Lehrer and her brother, Jake, who also paddles for Antigua and Barbuda, as does another brother, Pieter, were sitting in the school bus with their feet up, backs to the windows, facing each other.
There are a couple of security checkpoints on the road that winds toward the Lake Lanier regatta course. Police had placed concrete barriers that force vehicles to perform a sharp, slow S to get through.
"We were going 35 or 40 miles an hour," said Lehrer. "And the lady driving the bus didn't see the barricade. We swerved left and it felt like we were going to turn over. It was doing things buses don't normally do.
"The sounds I remember most were seconds before we smashed into the barrier, I heard screams."
When Lehrer climbed out of the bus, her back hurt.
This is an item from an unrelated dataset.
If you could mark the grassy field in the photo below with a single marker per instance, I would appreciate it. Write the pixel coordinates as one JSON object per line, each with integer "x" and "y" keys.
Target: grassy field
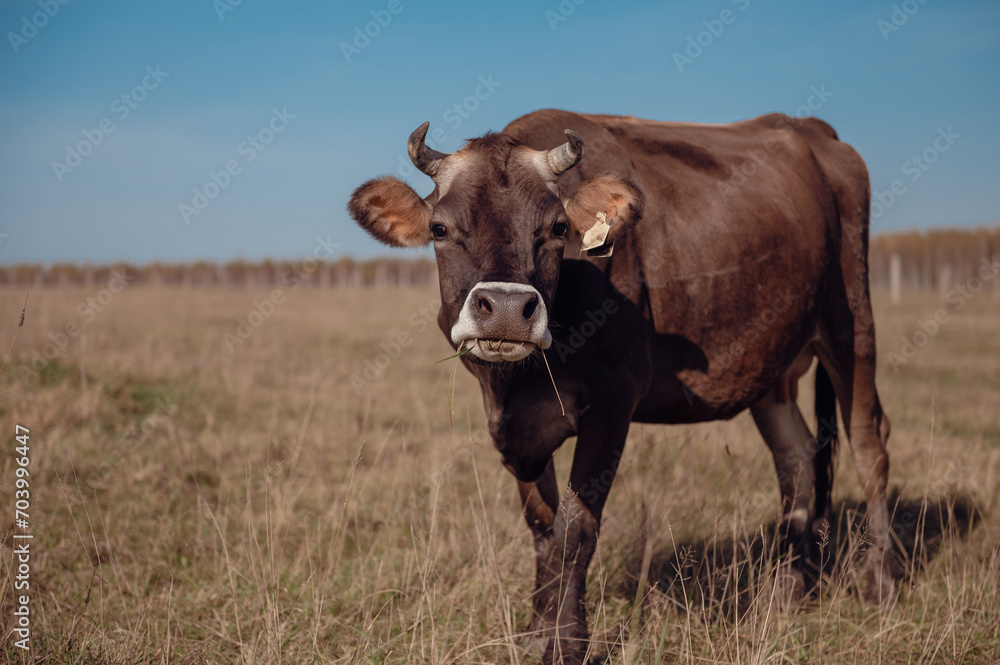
{"x": 198, "y": 498}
She was taken to hospital, examined and released.
That night, she said she developed intense headaches, tingling in her arms and legs and numbness in her neck.
Days passed and her condition worsened. They had done a lumbar x-ray when she had been examined at the hospital, but not one of her neck.
Tuesday night, the night before her heat, she went for another examination and an x-ray revealed a piece of bone had been completely chipped from her seventh cervical vertebra.
"There's a piece of bone swimming around my body somewhere," she said. "It's painful and extremely scary."
One doctor advised her not to paddle yesterday, that she could risk permanent damage.
But she raced for her sister, her family and herself.
"It was a special event for everyone," she said. "They had supported us."
TIPPING CONCERNS
"I was concerned about tipping over," she said. "But I'm happy to see this through. I was looking ahead at everyone and I said, `they're miles ahead of me.' It was like I had a really good seat at the race.
"It was important for me to see it through to the end. I gave it my best," she said. "I couldn't give it my all, but I gave it my best."
But she could not enjoy it yesterday.
Lehrer stood up slowly, the neck brace in her hand.
She had come to the Olympics hoping only to register a personal best finish.
Yesterday, her personal best was just finishing.